CLEVELAND — When COVID-19 initially appeared, it was well, virulent, meaning it spread rapidly and caused severe and destructive disease. Then it did what viruses do, started to change its behavior just a bit.

"The virus was mutating in a way that was becoming less severe but as a result more transmissable," says Cleveland Clinic Pediatric Infectious Disease specialist, Dr. Frank Esper.

More contagious, slightly less deadly helps the virus continue its rampage. Some research indicates about two mutations a month and a more than a dozen variants around the world.

"Think of it like velcro, if you have a bunch of pieces of velcro sticking together and you remove a couple of them, certainly it would weaken the velcro still likely going to work and that's the data we've seen so far with some of these variants," says Dr.

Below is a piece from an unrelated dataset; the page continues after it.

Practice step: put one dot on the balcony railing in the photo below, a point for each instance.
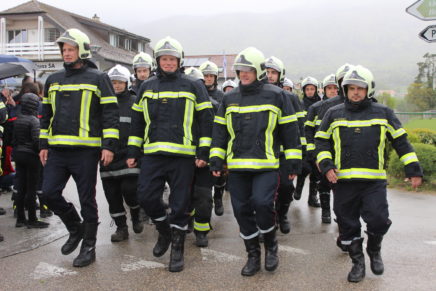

Peter Mohler, Chief Scientific Officer from Ohio State University Wexner Medical Center, and co-author of the study.

So no surprise that researchers at Ohio State found one specific to cases in Columbus, and another similar to the UK variant. But will the vaccine still work?

RELATED: New COVID-19 variant discovered in Ohio: What we know

"'We're not ready to overreact we want to make sure that we study these in the lab, that we get really good data and so far we know that our vaccines are very likely effective against this variant as well but it's important that we keep our eye on these," Dr. Mohler said.